O sociólogo enfatiza ainda que é necessário entender que estes jovens só se tornarão marginais se a sociedade não tiver a capacidade de lidar de forma apropriada com estas questões. “A parte frágil é a criança, não a sociedade”, assegura. Além disso, Zanella acrescenta que as crianças são frutos da comunidade e não ‘extraterrestres’. “Precisamos buscar as soluções como buscamos resolver questões materiais. É necessário e urgente encontrar uma saída para as questões que hoje nos causam preocupações. Precisamos mudar o foco deixando de tratar o problema das drogas como sendo de ordem policial para tratarmos também como um problema de saúde”, cobra o sociólogo.

É exatamente na questão de tratar o problema como de saúde pública, que Diogo Siqueira, secretário de Saúde, enfatiza a necessidade de haver em Bento um sistema que cuide totalmente destes jovens. “Possuímos o Centro de Atenção Psicossocial Infantil (CapsI), mas entendemos que só isso não está sendo suficiente. O ciclo é vicioso e as crianças acabam voltando para o mesmo local onde estavam, logo após a internação hospitalar”, esclarece Siqueira.

A solução, segundo o secretário, seria implementar o tratamento de reabilitação em Bento Gonçalves e tentar, com auxílio do Ministério Público, que o jovem não volte ao mesmo ambiente social em que estava. “Precisamos mudar essa realidade.
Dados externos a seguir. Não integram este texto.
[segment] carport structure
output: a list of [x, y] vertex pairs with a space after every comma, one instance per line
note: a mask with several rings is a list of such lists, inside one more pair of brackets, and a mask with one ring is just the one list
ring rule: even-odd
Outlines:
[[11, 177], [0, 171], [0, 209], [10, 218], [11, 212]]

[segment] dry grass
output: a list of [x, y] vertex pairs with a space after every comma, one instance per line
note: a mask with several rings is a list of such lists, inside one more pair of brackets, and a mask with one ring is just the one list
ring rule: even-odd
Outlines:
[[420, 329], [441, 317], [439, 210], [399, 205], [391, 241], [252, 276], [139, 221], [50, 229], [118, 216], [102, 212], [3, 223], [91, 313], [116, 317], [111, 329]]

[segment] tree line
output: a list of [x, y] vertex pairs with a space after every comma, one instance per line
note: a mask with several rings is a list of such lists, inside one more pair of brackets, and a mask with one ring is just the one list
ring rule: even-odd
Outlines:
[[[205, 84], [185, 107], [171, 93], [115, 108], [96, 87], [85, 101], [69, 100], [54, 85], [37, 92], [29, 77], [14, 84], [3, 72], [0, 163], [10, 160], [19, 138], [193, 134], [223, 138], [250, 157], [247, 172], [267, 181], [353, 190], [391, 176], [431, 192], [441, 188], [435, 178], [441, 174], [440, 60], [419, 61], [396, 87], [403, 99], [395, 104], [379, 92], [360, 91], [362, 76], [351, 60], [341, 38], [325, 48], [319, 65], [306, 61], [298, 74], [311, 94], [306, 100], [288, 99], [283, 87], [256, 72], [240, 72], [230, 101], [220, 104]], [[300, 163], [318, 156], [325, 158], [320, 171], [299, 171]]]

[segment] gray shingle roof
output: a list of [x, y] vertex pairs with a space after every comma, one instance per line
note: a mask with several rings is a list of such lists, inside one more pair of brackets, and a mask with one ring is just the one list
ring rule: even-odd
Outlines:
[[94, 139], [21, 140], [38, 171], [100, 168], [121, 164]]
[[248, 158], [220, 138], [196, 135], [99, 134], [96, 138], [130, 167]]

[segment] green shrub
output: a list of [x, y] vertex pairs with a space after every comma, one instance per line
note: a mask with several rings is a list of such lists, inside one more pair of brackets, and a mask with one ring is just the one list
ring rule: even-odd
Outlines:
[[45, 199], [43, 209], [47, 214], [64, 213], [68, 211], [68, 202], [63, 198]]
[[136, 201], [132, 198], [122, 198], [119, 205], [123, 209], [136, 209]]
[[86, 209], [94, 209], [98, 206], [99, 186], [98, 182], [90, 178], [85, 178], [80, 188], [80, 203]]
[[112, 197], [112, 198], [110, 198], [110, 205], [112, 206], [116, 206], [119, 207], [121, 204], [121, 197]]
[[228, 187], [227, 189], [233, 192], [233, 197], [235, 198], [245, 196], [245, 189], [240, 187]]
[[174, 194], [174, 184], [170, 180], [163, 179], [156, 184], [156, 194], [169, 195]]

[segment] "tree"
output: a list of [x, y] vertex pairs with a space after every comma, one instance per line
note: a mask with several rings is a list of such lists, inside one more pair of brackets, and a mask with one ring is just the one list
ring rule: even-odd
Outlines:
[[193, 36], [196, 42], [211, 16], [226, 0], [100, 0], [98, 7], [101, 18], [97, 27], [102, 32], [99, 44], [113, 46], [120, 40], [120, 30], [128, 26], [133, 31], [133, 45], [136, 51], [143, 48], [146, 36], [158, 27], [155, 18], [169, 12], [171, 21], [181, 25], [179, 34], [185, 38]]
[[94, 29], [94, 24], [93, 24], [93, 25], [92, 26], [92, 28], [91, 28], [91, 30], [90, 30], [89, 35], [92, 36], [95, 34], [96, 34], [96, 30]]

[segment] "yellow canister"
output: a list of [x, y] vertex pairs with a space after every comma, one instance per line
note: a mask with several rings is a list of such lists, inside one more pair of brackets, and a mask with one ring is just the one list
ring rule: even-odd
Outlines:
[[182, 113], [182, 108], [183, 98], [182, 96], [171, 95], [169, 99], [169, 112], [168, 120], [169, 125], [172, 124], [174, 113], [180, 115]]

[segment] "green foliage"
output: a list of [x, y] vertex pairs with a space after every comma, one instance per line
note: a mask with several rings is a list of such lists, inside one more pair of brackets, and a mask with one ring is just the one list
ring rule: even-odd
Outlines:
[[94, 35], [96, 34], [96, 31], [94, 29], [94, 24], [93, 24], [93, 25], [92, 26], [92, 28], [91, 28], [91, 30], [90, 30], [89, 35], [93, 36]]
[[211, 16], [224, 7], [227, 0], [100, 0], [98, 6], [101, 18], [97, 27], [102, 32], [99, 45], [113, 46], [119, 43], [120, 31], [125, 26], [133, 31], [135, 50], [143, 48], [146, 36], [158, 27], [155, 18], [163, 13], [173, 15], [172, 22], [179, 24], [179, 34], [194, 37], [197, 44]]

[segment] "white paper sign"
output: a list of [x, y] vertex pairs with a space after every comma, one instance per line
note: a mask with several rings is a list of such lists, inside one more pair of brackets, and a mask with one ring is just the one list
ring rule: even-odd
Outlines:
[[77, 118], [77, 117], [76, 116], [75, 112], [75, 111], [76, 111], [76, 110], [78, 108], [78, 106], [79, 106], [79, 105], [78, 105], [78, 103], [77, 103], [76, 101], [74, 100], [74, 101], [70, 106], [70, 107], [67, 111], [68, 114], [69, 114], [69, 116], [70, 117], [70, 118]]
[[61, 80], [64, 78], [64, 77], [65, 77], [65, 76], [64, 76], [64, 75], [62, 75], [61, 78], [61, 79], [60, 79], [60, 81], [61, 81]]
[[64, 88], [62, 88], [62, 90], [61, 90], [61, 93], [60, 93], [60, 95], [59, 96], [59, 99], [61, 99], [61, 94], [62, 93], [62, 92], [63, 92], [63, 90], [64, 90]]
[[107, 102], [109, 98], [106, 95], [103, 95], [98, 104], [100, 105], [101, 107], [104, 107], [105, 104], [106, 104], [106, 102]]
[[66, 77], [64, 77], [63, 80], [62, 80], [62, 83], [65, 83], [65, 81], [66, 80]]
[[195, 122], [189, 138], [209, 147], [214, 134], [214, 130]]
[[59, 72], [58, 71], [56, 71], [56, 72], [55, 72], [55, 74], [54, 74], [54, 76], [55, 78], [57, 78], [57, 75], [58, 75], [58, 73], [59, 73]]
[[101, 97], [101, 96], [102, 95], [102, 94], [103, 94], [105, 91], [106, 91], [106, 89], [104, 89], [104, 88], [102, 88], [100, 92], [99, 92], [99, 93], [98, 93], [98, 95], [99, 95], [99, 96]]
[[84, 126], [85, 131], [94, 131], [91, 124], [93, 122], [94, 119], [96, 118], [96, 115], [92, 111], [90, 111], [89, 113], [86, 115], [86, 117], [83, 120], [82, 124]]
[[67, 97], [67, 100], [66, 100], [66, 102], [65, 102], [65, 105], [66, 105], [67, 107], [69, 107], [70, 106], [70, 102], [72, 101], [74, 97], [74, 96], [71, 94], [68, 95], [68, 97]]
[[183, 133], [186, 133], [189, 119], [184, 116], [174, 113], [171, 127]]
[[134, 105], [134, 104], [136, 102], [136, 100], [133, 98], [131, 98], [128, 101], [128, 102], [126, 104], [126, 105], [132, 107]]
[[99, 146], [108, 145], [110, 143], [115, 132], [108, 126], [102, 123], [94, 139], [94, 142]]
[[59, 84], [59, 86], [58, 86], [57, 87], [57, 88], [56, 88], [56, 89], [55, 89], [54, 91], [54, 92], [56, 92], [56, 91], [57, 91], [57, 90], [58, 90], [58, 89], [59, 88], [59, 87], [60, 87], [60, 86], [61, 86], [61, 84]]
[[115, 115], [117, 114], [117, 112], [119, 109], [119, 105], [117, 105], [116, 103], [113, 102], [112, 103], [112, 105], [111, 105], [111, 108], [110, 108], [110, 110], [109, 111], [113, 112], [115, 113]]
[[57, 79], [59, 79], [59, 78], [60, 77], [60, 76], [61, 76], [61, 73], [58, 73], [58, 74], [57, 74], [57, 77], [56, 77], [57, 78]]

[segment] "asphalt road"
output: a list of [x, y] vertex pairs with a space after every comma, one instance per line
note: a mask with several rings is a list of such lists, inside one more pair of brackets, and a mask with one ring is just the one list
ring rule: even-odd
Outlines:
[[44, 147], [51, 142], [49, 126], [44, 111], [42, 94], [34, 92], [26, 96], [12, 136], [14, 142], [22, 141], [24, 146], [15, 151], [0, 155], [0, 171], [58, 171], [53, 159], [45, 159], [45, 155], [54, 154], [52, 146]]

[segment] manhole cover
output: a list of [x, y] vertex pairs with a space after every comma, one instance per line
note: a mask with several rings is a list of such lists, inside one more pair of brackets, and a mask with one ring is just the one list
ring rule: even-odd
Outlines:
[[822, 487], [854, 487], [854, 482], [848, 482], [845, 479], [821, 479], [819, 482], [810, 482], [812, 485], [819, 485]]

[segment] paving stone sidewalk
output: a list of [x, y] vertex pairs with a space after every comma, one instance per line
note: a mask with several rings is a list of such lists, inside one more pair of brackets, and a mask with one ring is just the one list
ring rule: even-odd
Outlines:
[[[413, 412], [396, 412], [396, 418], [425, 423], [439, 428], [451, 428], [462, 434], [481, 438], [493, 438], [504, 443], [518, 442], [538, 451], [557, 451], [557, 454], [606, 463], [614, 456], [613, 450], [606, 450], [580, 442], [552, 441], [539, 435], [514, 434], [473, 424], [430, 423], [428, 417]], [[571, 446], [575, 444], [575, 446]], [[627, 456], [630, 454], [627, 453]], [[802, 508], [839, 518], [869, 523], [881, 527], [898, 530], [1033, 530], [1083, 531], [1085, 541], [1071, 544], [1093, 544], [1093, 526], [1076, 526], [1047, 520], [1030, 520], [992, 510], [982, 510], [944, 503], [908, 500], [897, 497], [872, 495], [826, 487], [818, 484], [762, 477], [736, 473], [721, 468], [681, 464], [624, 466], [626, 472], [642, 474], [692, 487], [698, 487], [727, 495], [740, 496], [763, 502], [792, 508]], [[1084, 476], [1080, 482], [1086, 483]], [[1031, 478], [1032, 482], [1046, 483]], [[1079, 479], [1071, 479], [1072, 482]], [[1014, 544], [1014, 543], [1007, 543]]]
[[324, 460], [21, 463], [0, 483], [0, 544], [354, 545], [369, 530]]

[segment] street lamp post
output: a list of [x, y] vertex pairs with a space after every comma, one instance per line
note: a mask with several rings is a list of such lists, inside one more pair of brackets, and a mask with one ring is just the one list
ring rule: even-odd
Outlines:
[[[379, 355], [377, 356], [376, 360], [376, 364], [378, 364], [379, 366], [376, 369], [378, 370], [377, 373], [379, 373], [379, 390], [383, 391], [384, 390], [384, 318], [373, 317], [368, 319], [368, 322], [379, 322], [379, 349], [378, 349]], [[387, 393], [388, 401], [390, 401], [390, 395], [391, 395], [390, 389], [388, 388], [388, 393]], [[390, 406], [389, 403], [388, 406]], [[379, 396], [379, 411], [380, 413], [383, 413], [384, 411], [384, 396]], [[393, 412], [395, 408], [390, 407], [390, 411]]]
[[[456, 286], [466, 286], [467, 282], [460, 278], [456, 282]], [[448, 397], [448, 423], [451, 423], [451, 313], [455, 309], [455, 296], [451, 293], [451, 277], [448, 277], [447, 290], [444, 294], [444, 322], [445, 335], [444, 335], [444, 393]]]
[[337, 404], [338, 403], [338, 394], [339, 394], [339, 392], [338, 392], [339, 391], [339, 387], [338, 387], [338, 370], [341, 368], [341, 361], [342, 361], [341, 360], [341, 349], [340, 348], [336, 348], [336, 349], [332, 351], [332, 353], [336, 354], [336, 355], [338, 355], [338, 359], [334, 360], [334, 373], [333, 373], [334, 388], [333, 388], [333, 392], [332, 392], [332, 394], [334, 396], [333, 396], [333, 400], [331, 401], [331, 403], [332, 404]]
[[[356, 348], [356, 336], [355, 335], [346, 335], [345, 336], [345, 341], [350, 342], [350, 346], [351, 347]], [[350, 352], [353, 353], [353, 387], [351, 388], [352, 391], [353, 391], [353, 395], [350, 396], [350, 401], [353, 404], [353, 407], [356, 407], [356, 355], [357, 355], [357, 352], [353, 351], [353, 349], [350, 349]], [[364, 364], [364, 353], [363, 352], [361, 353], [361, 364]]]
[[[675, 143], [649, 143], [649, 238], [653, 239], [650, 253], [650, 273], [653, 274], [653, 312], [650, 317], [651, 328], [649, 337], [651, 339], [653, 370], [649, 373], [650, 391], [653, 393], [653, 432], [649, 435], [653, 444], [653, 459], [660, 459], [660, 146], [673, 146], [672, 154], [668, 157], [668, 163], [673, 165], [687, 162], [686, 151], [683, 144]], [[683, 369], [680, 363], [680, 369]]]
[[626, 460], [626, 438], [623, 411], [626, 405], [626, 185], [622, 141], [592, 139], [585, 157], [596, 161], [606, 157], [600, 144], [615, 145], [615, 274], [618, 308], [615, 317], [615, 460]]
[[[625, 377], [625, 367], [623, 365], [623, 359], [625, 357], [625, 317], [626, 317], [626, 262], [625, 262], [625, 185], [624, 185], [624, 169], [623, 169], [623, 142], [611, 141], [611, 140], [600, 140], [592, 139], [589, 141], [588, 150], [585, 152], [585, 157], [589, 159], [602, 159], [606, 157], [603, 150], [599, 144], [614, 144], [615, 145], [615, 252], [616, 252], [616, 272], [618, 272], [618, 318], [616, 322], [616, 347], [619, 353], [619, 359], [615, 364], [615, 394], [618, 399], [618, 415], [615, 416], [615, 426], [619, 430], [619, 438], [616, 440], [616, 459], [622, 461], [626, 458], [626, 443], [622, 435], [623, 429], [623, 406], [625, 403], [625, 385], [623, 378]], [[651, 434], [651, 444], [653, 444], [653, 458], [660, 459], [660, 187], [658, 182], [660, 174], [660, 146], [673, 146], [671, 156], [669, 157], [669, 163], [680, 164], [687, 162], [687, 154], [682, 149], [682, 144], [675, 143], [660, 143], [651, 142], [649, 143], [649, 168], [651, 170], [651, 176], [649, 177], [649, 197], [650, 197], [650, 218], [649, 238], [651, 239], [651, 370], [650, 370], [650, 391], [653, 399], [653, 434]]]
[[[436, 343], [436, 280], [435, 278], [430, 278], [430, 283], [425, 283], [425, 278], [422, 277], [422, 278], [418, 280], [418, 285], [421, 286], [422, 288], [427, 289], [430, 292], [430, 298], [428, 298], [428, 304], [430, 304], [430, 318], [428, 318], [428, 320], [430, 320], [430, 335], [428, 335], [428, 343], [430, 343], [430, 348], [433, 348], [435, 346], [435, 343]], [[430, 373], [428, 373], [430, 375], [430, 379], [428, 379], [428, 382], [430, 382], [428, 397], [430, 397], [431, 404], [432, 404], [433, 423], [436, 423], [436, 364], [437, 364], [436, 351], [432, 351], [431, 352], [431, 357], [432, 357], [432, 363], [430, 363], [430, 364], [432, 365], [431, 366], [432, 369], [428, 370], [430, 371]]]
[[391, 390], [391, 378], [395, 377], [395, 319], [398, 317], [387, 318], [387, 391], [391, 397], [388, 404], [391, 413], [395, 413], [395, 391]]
Não estamos conseguindo combate-lo, principalmente porque a criança não pode e nem deve seguir na mesma realidade”, comenta.
Zanella, adverte que o convívio que os jovens tem com a droga e com que as fornece pode torná-la dependente. “É evidente que muitos fazem uso experimental das drogas e dentre estes uma minoria se tornará dependente. Se a pessoa, seja criança ou adulto, fizer o uso de droga e estiver passando por uma situação de dificuldade, seja psicológica, social ou de saúde, o risco de ficar dependente é alto”, explica o sociólogo completando que menores de 12 anos são completamente influenciáveis e torna-se vítimas do sistema e da sociedade em que estão inseridos.

O relato do convívio diário

Fazer parte da realidade de uma criança viciada em drogas e tentar mostrar uma luz ao final de um túnel escuro não é nada fácil. Segundo a diretora de uma escola que preferiu não se identificar, acompanhar o declínio de uma criança de 10 anos é triste.
A história do pequeno que é acompanhado pelo Conselho Tutelar desde os oito, também está sob os olhos da diretora, que em 2016 foi professora dele. “No início, logo que ele veio transferido para nossa escola, tive muita esperança que conseguiria ajudá-lo. Por alguns meses tivemos sucesso, ele estava tomando os remédios que o psiquiatra indicou, mas quatro meses depois começou a agredir os colegas”, comenta.

O problema não atinge somente a direção escolar. Segundo a diretora, o ambiente que envolve alunos e professores é de medo. “Na semana passada precisamos tomar atitudes, pois ele feriu um colega que precisou ir ao hospital. Estamos realmente de mãos atadas, pois se tiramos da escola, sabemos que ele irá às ruas e ficará se drogando. Se mantemos, temos transtorno com os pais dos outros colegas”, lamenta a diretora.

O caso do garoto está com o Ministério Público que avalia uma nova internação compulsória em Santa Catarina.